D-algebraic Guessing
Bertrand Teguia Tabuguia
TL;DR
This work develops a systematic framework for guessing $D$-algebraic ($D$-algebraic) equations from finite data for both generating functions and sequences, extending beyond traditional $D$-finite methods. It introduces structured algorithms that search for polynomial differential and difference equations of bounded degree and order, leveraging modular arithmetic over finite fields to manage large coefficients and linking differential monomials to power-series recurrences. The authors validate the approach through diverse examples, including the generating function for $\zeta(2n+2)$, subsequences of Catalan numbers, a two-dimensional differential tree automaton, and data from OEIS, while providing a Maple NLDE package to implement the methods.

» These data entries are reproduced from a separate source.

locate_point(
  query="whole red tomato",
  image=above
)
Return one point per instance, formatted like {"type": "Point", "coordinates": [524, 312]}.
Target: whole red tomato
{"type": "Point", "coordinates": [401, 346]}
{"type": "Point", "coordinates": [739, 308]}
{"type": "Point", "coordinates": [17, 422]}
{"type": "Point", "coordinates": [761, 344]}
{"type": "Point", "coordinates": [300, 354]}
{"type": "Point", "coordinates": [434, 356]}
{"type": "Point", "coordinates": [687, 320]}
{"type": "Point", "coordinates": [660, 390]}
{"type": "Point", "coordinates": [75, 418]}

They also show a non-$D$-algebraicity result for the odd-prime subsequences using deep number-theoretic results (Maynard–Tao), illustrating both the reach and limits of the guessing framework. Overall, the work broadens the computational toolkit for nonlinear algebraic relations in combinatorics and number theory, offering a practical guess-and-prove paradigm that complements existing $D$-finite theory.
Abstract
Given finitely many consecutive terms of an infinite sequence, we discuss the construction of a polynomial difference equation that the sequence may satisfy. We also present a method to seek a candidate polynomial differential equation for its generating function. It appears that these methods often lead to effective D-algebraic operations.